Lancashire Capital Management logoLancashire Capital Management grew roughly 20% over the course of 2019, entering the 2020 January renewal season with somewhere north of an estimated $600 million of limit available to deploy.

The increased limit means more premiums under the management of Lancashire’s third-party reinsurance capital unit and this is evident in higher fee income and performance flowing through in the re/insurers results that were reported this morning.

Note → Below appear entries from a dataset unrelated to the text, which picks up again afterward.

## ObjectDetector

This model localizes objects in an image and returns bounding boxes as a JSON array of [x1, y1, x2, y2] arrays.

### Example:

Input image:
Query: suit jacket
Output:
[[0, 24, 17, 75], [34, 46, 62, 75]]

Lancashire reported that underwriting fees earned through the Lancashire Capital Management (LCM) fully collateralised and multi-class reinsurance product rose to $2.7 million for the first-half of 2020.

That’s up significantly on the $1.9 million earned in the first-half of 2019.

Profit has also rebounded for the third-party reinsurance capital activities at Lancashire, as the LCM unit delivered a $1.1 million share of profit of associates in the first-half of 2020, much higher than the $0.1 million of profit commission earned in H1 2019.

Perhaps of note though, Lancashire reported an underwriting loss this morning, as the firms estimate of ultimate net losses from the Covid-19 pandemic rose to $42 million and the company also suffered a surprising amount of prior year development impacts.

Lancashire has experienced a number of late reported attritional claims from prior years in the recent weeks, which may be a signal that other underwriters will have been experiencing similar.

Most surprising, perhaps, of these is adverse development on New Zealand earthquake related exposures from 2010 in the firms property segment, further evidence of the long-tail of earthquake losses.

Lancashire also experienced late reported claims from the 2019 accident year and adverse development on some marine claims from 2017 and 2019 as well in the recent period.

It’s not clear whether any of the adverse development could hit any collateralised contracts written by the LCM unit.

The result was an underwriting hit, although the underlying combined ratio was strong at 88.9%, it rose to 106.9% including COVID-19 impacts for the first-half. The result was a net loss of $14.7 million for the first-half of 2020.

But gross premiums written rose by 15.3% year-on-year, as Lancashire put money to work from its recent equity capital raise.

The Lancashire Capital Management (LCM) is especially valuable in times when the main business suffers due to loss activity, providing a welcome boost to earnings for the company.